バブルがはじけて仕事が減り、これを機会にと、会社の体質改善に取り組んだ。
経営のイロハは、同友会で学んだという。五嶋さんは二代目東京同友会女性部部長として、初代の森裕子さんと共に今の女性部の土台をつくった人である。「当時は仕事もとっても忙しかったのよ。でもあの時の学びが経営者としての私の宝物。文化堂の後藤せき子さんに教えていただいたことがとても生きています」と言う。
設備業というと、きつい・汚い・危険と、仕事に誇りを持てない時代もあった。その中で丸八土建工業㈱は、設備業の分野に幅広く対応する「働き方改革」実現に向けてチャレンジしている。
残業時間月平均五時間、講習による従業員の技術力向上や、新しい機械、道具の導入による現場作業時間の短縮、休憩時間と作業時間のメリハリをつけることによって、残業時間の短縮を可能にしてきた。休日数も週休二日に近づけるよう取り組んでいる。
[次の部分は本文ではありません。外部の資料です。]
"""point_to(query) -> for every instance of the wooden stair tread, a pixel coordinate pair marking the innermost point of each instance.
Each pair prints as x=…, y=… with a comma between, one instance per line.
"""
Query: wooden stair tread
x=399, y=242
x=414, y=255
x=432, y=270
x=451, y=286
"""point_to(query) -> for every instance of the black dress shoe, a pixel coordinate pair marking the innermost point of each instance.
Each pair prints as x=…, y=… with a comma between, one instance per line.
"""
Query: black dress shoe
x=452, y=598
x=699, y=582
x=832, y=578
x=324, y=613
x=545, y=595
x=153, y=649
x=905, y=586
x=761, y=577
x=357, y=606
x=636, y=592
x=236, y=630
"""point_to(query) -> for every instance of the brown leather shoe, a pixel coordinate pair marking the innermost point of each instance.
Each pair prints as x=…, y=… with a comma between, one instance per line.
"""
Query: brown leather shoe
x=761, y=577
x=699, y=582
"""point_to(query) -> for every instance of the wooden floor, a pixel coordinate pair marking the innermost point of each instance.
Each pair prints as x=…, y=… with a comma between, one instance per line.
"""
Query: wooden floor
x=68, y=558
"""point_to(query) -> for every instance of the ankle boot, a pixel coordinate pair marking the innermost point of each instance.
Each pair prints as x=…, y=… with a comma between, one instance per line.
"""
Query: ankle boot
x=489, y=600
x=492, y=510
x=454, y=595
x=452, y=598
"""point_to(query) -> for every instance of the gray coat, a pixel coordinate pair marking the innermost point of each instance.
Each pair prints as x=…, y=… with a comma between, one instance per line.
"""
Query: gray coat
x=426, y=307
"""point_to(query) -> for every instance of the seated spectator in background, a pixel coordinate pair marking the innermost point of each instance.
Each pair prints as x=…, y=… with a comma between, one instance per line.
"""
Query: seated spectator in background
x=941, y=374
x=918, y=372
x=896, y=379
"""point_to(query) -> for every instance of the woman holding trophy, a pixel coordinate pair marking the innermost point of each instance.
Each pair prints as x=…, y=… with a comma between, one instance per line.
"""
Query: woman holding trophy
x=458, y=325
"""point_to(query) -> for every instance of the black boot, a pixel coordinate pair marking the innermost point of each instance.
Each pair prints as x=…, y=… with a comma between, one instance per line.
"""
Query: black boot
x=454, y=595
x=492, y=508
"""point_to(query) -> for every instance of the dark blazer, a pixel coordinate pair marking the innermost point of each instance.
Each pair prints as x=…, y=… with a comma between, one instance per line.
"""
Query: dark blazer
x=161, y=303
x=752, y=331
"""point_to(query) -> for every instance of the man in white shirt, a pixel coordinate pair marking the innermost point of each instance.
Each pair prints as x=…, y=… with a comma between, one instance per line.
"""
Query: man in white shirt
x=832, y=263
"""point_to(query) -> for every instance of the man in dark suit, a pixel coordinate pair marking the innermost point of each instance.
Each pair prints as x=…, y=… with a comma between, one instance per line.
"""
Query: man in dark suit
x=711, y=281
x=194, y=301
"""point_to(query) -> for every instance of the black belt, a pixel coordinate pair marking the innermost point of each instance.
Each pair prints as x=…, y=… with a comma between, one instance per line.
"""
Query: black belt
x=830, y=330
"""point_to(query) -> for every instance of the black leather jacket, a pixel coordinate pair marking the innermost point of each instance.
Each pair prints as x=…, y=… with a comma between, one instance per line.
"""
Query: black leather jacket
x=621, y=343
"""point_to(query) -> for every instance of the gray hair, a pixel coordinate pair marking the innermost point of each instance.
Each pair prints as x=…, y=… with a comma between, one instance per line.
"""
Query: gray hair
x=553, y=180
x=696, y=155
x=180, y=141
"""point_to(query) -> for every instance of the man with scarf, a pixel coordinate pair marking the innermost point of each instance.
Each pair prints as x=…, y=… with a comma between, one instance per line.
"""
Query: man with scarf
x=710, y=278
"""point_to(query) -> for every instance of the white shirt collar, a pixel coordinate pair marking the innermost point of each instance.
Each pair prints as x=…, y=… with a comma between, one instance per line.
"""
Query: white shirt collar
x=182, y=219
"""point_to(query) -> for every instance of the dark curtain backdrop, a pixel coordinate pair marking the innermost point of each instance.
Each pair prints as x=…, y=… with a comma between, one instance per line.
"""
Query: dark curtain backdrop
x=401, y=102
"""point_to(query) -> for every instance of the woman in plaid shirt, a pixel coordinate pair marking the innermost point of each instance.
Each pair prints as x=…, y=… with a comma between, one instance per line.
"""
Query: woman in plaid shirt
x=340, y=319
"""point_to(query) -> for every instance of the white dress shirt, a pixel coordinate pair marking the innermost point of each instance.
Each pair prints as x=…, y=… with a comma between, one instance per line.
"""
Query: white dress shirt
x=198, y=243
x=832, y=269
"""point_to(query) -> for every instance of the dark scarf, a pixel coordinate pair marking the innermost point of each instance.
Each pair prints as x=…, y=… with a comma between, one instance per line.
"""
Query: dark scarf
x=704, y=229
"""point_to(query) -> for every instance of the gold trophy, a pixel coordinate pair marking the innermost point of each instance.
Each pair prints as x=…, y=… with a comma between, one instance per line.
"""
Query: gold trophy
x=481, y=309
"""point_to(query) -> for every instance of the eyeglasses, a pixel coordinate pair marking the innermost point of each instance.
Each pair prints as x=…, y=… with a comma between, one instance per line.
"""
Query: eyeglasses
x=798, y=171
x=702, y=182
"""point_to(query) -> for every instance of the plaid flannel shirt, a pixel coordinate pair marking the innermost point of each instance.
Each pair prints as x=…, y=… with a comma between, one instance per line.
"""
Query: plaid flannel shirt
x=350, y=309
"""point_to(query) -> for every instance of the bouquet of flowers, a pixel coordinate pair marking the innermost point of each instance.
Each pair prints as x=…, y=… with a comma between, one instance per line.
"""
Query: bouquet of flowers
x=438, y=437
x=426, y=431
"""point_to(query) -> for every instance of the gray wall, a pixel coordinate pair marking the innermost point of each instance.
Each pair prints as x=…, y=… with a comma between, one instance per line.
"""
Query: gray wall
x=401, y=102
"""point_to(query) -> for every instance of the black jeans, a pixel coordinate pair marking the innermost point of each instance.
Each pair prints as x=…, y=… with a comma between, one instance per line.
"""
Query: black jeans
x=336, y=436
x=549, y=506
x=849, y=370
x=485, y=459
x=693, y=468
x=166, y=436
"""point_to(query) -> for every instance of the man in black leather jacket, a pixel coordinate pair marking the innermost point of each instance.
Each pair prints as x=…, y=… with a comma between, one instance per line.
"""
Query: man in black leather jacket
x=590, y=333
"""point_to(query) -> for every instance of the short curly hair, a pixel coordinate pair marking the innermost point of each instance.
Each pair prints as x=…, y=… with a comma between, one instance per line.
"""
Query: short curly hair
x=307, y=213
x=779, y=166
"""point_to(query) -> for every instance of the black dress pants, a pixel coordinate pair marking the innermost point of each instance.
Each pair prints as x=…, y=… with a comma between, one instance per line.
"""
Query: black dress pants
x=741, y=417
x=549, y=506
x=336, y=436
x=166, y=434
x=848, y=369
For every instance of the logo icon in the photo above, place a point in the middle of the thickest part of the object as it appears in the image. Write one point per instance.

また、年に一回、個人的な記念日を決めて休みを取ることができる。その際には会社からお祝い金の支給もある。こうした取り組みが評価され「北区仕事と生活の両立推進企業」に認定されている。
それらの会社の努力を社員が理解をして、〝きつい・汚い・危険〟という3Kのイメージを払拭して、会社の仕事に誇りを持った働く場所に、との思いで日々社員それぞれが心掛けてくれている。片野社長の見事な経営力である。「私の経営者としての最大の功績は、片野に経営をバトンタッチしたこと」と笑顔が輝く。社員に慕われ、率先して現場に入りその中で人間関係をつくり上げている片野社長の人格をしっかりと評価されておられると感じた。
丸八土建工業㈱としては人の採用については大きな決断をした時期があったという。採用に行き詰まり決断したのは外国人の採用だ。5年前の話である。当初は言葉の問題や生活習慣の問題を心配したが彼らはとても素直で器用な人が多く仕事を覚えることも早い。人によっては差があるが、難しい作業も覚えが早い。外国人実習生が入ってきたときは一週間の講習を行い基本的な作業を覚えてもらう。その際は先輩社員も一緒に参加してより難しい作業トレーニングをしながら技術を磨いてもらうことにしている。また多岐にわたる資格取得にも社外から講師を招き資格取得のために必要な費用は会社が負担するなど会社がそれらを強く後押しをしている。
五嶋さんが同友会の副代表を務められた当時の話や、多くの人間関係がそこで得られた貴重な話等々、時間を忘れての取材となった。